Coup de théâtre le 30 juin au journal télévisé : le Général Xu Caihou, ex-n°2 de l’armée jusqu’en 2012, était exclu du Parti, envoyé en cour martiale. Il entraînait dans sa chute Jiang Jiemin, ex-patron de la SASAC (la méga agence des consortia publics), Li Dongsheng ex-vice-ministre de la Sécurité Publique, et Wang Yongchun, l’ex-n°2 de la CNPC (Compagnie Nationale Pétrolière).
Quel est le lien entre ces hommes aux profils si divers ? Tous sont vassaux de Zhou Yongkang, et furent placés par lui à des postes stratégiques du pouvoir.

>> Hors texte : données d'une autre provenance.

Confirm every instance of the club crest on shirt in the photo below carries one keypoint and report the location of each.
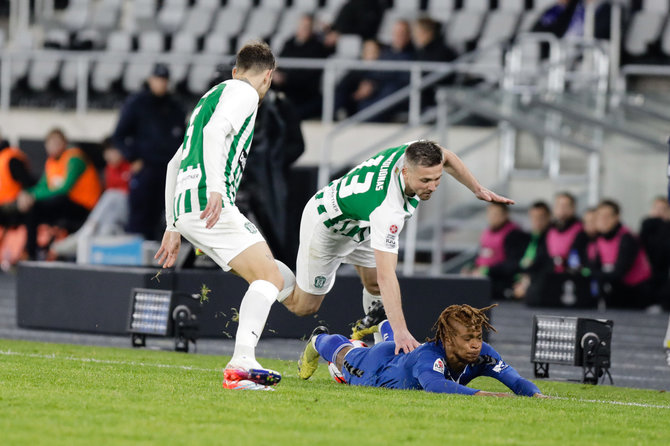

Maître absolu de 2002 à 2012 du pétrole et de toutes les polices, Zhou était ennemi de Xi Jinping, et peut-être impliqué dans un complot jamais élucidé avec Bo Xilai contre lui, fin 2012. Depuis son arrivée aux affaires, Xi négocie en interne auprès des alliés et obligés de Zhou, pour obtenir le procès de ce dernier.
Cette 1ère liste de limogés fut votée le 29/06 au Bureau Politique, pour corruption (notoire, au demeurant).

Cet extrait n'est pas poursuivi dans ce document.